Od tego czasu jesteśmy MY
Ja niepozorna blondynka utrzymująca dystans w kontaktach międzyludzkich, introwertyczka w 100%, nie mająca nigdy tysiąca przyjaciół wokół siebie, posiadające skłonności do marudzenia i pesymistka przejmująca się wszystkim.
I On (teraz już MÓJ Przemek) przystojny brunet o brązowych oczach, mający bzika na punkcie technologii, komputerów, telefonów i ogólnie pojętej elektroniki, której ja nigdy nie lubiłam. Nie bojący się ludzi, otwarty na nowe doświadczenia i adrenalinę, potrafiący zagadać do każdego i do bez względu czy po polsku czy po angielsku.

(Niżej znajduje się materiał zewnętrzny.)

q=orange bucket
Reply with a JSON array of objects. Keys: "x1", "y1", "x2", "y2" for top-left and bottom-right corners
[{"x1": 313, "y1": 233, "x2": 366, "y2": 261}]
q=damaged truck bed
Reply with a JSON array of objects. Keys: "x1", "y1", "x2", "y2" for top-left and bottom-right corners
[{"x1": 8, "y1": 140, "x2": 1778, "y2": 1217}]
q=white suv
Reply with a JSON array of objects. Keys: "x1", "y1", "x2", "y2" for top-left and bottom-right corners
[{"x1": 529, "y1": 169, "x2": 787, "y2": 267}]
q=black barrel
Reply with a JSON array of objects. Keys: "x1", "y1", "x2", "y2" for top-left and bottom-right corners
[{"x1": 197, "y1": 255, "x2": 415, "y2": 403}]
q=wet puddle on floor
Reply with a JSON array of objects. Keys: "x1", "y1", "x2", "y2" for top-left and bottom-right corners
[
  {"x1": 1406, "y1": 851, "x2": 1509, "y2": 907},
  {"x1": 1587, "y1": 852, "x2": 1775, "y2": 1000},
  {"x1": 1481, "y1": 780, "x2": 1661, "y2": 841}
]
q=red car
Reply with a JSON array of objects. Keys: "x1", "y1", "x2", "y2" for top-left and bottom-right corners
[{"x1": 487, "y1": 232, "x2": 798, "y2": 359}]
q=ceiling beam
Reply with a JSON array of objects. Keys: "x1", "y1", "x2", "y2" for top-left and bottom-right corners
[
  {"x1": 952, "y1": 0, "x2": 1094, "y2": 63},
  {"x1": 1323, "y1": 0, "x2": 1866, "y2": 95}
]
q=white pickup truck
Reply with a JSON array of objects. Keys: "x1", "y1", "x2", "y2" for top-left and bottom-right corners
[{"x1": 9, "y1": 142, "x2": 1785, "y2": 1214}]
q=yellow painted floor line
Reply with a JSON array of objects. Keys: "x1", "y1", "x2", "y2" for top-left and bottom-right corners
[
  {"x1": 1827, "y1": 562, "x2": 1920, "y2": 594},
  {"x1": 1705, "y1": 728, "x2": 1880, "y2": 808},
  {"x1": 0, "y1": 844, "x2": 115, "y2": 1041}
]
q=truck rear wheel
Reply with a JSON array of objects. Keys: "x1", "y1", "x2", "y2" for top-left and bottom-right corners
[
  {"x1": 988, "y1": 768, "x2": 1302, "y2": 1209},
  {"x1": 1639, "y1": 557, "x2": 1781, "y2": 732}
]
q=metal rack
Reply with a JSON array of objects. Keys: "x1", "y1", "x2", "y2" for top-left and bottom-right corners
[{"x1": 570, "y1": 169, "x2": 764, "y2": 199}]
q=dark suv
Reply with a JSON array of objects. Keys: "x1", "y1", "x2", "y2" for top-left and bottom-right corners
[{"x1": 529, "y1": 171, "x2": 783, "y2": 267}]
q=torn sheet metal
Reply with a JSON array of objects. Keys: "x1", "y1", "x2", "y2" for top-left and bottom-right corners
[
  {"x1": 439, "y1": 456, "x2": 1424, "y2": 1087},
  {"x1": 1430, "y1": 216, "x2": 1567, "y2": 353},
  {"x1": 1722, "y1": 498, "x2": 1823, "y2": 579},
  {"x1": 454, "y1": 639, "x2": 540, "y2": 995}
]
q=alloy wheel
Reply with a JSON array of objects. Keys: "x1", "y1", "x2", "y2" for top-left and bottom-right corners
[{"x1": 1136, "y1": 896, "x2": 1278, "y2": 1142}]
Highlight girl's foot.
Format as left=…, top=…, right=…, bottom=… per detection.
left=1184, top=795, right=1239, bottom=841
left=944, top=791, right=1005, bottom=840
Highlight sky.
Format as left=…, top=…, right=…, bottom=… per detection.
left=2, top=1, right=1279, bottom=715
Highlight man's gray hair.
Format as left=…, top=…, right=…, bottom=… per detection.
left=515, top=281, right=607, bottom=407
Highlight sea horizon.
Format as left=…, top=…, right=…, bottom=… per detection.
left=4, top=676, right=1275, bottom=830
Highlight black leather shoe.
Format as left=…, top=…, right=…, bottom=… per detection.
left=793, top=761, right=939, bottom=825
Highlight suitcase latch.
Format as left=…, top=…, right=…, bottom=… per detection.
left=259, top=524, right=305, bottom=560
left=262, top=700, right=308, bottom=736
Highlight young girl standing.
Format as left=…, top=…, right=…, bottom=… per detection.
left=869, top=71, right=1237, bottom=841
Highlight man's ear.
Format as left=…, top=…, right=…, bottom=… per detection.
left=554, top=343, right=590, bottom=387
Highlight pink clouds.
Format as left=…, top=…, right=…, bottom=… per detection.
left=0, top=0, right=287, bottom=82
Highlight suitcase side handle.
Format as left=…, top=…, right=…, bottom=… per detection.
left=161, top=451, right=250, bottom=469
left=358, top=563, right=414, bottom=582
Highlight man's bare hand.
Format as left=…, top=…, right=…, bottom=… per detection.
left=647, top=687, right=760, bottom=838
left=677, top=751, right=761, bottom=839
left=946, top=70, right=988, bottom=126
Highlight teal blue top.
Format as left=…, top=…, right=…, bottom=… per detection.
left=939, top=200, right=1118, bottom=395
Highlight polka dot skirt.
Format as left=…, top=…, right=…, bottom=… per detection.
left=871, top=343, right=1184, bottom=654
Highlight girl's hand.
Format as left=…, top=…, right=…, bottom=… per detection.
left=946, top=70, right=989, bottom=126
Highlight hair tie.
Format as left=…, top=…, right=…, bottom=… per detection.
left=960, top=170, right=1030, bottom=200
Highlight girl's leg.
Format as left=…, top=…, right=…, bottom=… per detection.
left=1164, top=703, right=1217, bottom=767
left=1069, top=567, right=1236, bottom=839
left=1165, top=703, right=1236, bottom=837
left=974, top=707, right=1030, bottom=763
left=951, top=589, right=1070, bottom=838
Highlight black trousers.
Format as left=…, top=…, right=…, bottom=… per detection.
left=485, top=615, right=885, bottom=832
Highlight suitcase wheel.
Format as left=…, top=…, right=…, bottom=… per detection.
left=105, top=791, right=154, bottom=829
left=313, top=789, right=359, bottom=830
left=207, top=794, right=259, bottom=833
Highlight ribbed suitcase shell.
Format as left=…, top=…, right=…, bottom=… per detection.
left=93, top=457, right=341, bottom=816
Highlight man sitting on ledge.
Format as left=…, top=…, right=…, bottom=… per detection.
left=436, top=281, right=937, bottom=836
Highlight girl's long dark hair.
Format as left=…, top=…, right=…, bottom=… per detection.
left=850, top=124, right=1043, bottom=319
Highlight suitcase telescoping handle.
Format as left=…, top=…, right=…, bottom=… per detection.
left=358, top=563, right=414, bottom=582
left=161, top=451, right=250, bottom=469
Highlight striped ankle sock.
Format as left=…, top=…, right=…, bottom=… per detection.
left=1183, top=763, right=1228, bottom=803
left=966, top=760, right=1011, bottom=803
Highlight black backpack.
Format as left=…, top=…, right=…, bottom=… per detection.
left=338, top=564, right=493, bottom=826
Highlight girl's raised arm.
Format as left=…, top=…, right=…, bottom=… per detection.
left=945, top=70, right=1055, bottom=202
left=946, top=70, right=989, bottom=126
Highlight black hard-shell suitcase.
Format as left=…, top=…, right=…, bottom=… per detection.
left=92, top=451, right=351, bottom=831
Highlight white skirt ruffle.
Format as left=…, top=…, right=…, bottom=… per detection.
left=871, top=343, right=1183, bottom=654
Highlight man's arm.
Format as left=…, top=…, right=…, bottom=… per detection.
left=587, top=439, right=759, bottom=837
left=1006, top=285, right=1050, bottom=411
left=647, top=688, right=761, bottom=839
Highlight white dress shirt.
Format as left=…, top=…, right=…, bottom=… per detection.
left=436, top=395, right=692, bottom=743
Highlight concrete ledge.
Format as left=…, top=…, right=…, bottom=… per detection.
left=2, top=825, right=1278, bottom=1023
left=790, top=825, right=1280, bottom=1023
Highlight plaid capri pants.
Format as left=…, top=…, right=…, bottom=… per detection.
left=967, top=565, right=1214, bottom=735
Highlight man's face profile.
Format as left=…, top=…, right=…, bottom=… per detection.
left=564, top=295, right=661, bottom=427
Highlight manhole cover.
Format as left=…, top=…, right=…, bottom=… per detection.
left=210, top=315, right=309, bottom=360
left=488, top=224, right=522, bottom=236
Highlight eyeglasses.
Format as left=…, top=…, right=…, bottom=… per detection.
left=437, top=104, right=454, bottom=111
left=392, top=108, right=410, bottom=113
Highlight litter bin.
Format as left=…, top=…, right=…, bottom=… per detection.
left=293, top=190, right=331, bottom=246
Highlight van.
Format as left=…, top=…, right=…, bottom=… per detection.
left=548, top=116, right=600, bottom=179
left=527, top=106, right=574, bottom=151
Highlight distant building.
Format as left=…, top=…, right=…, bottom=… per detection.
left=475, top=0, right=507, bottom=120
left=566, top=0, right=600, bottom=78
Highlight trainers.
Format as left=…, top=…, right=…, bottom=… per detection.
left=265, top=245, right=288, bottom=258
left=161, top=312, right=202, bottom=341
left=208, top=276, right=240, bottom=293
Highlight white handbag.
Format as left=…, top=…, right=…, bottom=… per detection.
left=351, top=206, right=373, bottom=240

Jak to powiedziała jedna z kierowniczek w naszej wakacyjnej pracy: jesteśmy tak różni i że aż dziwne że jesteśmy razem. Śmiała się, że jesteśmy jak ogień i woda, całkowitymi przeciwnościami. Miała rację. Nasza znajomość zaczęła się właśnie od sprzeczek na facebook'u bo mieliśmy tak odmienne spojrzenia na świat. Dalej to już nie wiem jak to wszystko się potoczyło. Jedynym wytłumaczeniem jest
Miłość jest uczuciem nie do opisania.
Życzę każdemu, żeby spotkał na swojej drodze swoją drugą połówkę.
Bo te 669 dni wiele zmieniło w moim życiu i we mnie.